In “the Black Flash” Max realized that death has come to take a speedster, specifically Wally. In the end, Wally races Death itself.

These were all pretty entertaining. Wally works really nicely together with the other speedsters and it feels like he’s part of a speedster/superhero family. His girlfriend Linda is a journalist and almost constantly in danger. She even dies in this collection and Wally is left to mourn her. Also, apparently none of the speedsters have secret identities.

The stories have a few villains which inspired some of the villains in the Flash TV-show. It was very interesting to see them in action here.

The one offs are also pretty entertaining.

In “Through the Looking Glass” the Mirror Master traps Linda in a mirror world where she quickly ages in backwards, so it was pretty wacky.

“Still Life in a Fast Lane” is a more somber story. Jay is meeting an elderly supervillain who is dying of a brain tumor. He’s Clifford DeVoe or the Thinker. Jay suspects the Thinker’s old thinking cap could help DeVoe. But it’s not easy to find.

The final story, “Your Life is My Business”, is a humorous short piece where Mark Millar calls to the Flash asking his help in writing a ten-page Flash comic. Flash shows up.

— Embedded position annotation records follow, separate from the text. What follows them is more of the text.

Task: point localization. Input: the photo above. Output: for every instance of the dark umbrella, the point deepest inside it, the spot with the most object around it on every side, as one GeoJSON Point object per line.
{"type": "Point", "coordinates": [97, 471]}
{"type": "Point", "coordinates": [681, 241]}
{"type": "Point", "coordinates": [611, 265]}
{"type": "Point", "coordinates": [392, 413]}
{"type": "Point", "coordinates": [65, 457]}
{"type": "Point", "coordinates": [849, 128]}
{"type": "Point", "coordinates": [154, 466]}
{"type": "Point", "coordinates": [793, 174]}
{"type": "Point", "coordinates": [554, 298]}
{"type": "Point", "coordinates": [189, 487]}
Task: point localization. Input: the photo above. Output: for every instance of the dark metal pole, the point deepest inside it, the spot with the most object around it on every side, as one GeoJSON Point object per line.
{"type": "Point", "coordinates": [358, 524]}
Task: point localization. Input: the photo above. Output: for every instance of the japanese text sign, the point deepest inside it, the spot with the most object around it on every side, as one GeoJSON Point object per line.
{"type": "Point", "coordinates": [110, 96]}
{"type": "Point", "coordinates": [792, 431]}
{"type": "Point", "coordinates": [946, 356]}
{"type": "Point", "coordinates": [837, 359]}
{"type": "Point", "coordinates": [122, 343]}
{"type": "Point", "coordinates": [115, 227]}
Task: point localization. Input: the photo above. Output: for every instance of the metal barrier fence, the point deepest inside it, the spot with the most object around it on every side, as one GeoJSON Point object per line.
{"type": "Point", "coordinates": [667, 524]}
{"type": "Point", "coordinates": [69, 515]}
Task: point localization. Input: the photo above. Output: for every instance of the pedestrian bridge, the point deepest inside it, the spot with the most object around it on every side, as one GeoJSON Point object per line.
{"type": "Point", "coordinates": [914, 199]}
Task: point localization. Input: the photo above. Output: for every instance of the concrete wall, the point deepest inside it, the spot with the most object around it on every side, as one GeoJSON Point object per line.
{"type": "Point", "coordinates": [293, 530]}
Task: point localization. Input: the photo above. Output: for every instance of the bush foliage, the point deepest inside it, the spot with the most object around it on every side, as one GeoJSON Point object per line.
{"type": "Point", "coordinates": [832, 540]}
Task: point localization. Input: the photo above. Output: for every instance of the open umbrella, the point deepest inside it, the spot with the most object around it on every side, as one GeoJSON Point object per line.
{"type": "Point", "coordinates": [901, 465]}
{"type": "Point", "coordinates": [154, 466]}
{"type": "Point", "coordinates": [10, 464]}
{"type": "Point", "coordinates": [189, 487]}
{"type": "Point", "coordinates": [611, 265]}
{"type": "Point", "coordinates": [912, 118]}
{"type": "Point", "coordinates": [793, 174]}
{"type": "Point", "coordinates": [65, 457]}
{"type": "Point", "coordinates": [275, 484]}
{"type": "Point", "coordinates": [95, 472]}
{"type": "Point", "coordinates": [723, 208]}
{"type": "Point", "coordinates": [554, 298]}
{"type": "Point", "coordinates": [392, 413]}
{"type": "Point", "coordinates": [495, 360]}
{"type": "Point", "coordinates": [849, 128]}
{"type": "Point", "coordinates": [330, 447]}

Overall this was a fun and fast-paced collection. It has a lot of different artists who have different styles.

It’s quite different from the modern DC comics because the characters really form a family of experienced superheroes. Yes, there are a few teenagers or less experienced heroes, but the older people are around to teach them. It’s very different from when a reboot made the whole JLA first-time heroes. There’s a sense of continuity. Of course, that can be difficult to new and especially young readers to grasp. I guess that’s why DC decided to make their heroes younger.